Maybe the most common meaning of “appreciate” is “to hold in esteem.” When one receives a good teacher or a benefactor, there is an appreciation of that person. Jesus once declared (to those who held Him in very low esteem) that “Abraham rejoiced to see My day; and he saw it, and was glad” (Jn. 8:56).
It’s quite a notion to suggest that Abraham, who had been dead for two thousand years, was able to look ahead to the era of Jesus of Nazareth, and find some sort of comfort and joy in it. Only by God’s grace could Abraham appreciate the days of Jesus for what they were — an appreciation that was lost on the proud and self-righteous descendants of the patriarch.
The Precious Gem Of The Gospel
Through the Gospel we can appreciate what Jesus had done two thousand years past as being very special to us. For Abraham or for us the blessing is the same: “Thus it is written, and thus it was necessary for the Christ to suffer and to rise from the dead the third day, and that repentance and remission of sins should be preached in His name to all nations” (Lk. 24:46-47).
To “appreciate” something may at times mean that that thing has our approval — that we would not despise it or turn away from it, because of its merits. The apostle Paul boldly stated his appreciation for the Good News of Jesus’ redeeming work in his letter to the Romans: “For I am not ashamed of the gospel of Christ, for it is the power of God to salvation for everyone who believes” (Rom. 1:16).

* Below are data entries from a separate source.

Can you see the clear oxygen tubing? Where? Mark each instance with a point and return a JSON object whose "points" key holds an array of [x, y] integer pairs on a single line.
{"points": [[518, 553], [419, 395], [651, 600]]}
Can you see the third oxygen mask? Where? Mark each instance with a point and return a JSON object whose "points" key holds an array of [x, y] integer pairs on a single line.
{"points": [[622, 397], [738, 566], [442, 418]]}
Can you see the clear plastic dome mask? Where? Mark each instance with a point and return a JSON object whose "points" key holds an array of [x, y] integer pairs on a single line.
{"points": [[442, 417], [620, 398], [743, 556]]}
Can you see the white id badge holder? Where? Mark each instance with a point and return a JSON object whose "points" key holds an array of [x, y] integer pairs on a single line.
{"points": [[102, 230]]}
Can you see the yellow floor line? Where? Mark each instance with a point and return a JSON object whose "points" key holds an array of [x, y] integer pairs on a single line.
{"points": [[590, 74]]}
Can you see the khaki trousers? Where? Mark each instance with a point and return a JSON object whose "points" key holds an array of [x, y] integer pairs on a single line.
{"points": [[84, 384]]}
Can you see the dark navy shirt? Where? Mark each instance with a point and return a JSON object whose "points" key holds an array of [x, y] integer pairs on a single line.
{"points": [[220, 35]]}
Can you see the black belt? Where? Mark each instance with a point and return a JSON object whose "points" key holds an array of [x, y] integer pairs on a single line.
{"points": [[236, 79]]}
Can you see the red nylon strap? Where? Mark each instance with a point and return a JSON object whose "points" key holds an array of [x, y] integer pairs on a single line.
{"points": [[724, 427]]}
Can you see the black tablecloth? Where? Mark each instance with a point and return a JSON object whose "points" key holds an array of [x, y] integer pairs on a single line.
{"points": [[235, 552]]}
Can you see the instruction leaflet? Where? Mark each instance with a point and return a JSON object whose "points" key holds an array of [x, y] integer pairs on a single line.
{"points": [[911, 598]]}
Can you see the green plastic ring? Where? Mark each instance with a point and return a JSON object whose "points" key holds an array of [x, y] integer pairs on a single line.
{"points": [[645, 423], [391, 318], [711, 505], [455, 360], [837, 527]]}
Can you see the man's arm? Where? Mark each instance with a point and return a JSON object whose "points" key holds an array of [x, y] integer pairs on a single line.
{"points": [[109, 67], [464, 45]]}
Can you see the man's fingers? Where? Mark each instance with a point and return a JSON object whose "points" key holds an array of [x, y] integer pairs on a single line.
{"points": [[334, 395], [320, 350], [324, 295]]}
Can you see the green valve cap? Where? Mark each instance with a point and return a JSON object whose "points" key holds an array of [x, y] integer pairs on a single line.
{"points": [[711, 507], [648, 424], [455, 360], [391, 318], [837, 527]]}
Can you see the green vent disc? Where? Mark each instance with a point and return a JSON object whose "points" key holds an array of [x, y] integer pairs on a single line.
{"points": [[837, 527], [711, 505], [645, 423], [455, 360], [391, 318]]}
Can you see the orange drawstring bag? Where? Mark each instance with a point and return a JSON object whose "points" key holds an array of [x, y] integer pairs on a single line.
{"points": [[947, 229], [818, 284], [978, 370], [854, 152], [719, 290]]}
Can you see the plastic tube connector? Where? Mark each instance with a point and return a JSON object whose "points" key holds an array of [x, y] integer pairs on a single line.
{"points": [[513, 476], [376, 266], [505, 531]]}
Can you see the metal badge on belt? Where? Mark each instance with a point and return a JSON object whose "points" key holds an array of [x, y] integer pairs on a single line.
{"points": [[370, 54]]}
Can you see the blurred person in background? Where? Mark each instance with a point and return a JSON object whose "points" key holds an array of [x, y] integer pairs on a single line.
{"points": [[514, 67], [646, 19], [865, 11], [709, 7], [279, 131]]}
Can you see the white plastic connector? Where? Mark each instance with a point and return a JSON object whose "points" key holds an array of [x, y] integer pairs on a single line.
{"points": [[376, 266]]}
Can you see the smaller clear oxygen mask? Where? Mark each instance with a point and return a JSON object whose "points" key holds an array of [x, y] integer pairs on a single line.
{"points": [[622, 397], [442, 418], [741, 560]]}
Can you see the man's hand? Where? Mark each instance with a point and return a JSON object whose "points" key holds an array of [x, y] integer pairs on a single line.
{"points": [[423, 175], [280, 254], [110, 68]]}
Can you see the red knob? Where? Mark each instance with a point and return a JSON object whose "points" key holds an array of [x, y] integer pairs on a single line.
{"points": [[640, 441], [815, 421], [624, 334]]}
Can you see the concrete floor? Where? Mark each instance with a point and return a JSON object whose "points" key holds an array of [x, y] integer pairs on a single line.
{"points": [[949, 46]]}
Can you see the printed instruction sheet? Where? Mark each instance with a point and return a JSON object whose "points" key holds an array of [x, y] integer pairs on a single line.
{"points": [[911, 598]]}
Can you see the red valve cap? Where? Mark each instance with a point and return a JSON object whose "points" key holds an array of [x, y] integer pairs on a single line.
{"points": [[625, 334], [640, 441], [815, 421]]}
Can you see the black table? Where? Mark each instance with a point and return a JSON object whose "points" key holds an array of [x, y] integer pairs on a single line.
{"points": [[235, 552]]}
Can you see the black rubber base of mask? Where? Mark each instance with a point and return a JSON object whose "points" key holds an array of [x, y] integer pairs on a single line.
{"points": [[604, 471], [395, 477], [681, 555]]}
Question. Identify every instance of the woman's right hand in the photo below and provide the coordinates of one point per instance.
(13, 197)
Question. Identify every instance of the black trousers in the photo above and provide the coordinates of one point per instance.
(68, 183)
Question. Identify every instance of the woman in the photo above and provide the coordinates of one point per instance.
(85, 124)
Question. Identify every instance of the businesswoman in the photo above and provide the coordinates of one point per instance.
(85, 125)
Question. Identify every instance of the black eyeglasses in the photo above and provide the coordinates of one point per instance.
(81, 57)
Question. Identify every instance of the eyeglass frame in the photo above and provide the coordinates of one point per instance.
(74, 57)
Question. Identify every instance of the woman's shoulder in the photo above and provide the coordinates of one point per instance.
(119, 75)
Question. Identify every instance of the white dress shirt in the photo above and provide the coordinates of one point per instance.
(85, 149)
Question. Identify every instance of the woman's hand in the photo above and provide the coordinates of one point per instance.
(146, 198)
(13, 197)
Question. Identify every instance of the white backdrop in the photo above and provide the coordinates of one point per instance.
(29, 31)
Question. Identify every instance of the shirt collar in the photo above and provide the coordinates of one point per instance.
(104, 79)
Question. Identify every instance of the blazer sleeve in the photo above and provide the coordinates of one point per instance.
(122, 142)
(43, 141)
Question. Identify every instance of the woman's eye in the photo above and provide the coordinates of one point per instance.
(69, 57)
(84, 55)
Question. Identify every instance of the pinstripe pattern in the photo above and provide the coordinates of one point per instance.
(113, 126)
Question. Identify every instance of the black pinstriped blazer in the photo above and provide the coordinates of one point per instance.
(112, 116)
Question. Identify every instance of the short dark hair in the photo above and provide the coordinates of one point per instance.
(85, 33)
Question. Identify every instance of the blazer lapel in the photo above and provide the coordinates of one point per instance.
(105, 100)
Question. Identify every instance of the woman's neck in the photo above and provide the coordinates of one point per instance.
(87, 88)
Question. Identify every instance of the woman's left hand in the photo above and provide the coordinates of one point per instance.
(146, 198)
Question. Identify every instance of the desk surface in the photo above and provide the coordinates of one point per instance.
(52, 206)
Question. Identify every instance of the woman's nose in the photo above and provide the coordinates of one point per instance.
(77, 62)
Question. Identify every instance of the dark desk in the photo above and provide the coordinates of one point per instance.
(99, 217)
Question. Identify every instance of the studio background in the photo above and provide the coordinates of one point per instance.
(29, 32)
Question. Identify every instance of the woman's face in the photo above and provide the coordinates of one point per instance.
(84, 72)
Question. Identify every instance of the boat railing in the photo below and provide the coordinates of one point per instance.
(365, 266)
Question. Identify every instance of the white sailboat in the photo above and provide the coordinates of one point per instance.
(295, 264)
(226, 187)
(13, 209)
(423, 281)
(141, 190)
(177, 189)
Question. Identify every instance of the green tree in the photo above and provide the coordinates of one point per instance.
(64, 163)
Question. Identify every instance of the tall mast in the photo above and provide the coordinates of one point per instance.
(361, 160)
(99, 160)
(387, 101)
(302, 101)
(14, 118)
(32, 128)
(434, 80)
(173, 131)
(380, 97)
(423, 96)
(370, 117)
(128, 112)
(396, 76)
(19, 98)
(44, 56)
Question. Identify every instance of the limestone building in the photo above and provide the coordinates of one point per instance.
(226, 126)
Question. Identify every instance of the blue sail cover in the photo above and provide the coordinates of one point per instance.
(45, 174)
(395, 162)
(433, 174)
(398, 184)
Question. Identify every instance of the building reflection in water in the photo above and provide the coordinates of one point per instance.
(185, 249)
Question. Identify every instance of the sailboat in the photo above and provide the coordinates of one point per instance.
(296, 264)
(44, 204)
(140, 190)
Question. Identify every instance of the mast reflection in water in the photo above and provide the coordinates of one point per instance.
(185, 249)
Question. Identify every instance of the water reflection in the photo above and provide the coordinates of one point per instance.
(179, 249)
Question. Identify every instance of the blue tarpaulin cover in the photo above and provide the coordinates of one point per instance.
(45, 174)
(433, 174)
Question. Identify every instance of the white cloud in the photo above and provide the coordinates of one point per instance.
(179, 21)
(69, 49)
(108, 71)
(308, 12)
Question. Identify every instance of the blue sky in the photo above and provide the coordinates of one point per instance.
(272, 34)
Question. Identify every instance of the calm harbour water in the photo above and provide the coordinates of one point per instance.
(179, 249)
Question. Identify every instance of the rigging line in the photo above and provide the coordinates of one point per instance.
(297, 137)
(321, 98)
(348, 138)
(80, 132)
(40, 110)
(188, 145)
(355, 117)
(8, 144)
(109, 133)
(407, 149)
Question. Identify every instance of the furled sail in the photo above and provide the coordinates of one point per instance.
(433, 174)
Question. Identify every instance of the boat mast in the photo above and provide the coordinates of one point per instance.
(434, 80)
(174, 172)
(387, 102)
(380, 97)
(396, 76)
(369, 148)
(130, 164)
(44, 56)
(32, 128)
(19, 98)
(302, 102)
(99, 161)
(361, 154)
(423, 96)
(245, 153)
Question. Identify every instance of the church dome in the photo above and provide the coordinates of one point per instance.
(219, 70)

It is through this Gospel, the proclaiming of God’s gracious response to the wretched mess of sin, that listeners in every era are brought face to face with the person and work of Jesus Christ. Paul appreciated the fact that his telling of the Gospel was more than just a rehash of history, something for idlers in Athens to dissect and interpret in a hundred different ways. The Gospel message is God’s means for reaching sinners, confronting them in their sinfulness; and supplying the healing balm of the Gospel. Paul appreciated the fact that no amount of moralizing, and no type of feel-good philosophy can act as a substitute for this simple law/gospel preaching of Jesus Christ, Savior. It is the power of God for salvation.
But one of the richer uses of “appreciate,” one that holds the interest of financiers and speculators, is its connection with value and worth. To “appreciate” the value of the Gospel would mean to realize how rare and precious a gem it truly is, in contrast to all the “cubic zirconium” vaunted by this world. “Happy is the man who finds wisdom, and the man who gains understanding; for her proceeds are better than the profits of silver, and her gain than fine gold. She is more precious than rubies, and all the things you may desire cannot compare with her” (Prov 3:13-15).
A simple trust in the Means of Grace for carrying out the work of the Church is not a fashionable thing in our day; the stand for sound law/gospel preaching is trampled underfoot by many who scramble for outward growth. Our hope is that by recalling the importance of the Means of Grace — and what that term means to Lutheran Christians — we will have a heightened awareness, a better appreciation, of the magnificent and costly feast of salvation to which we have been called.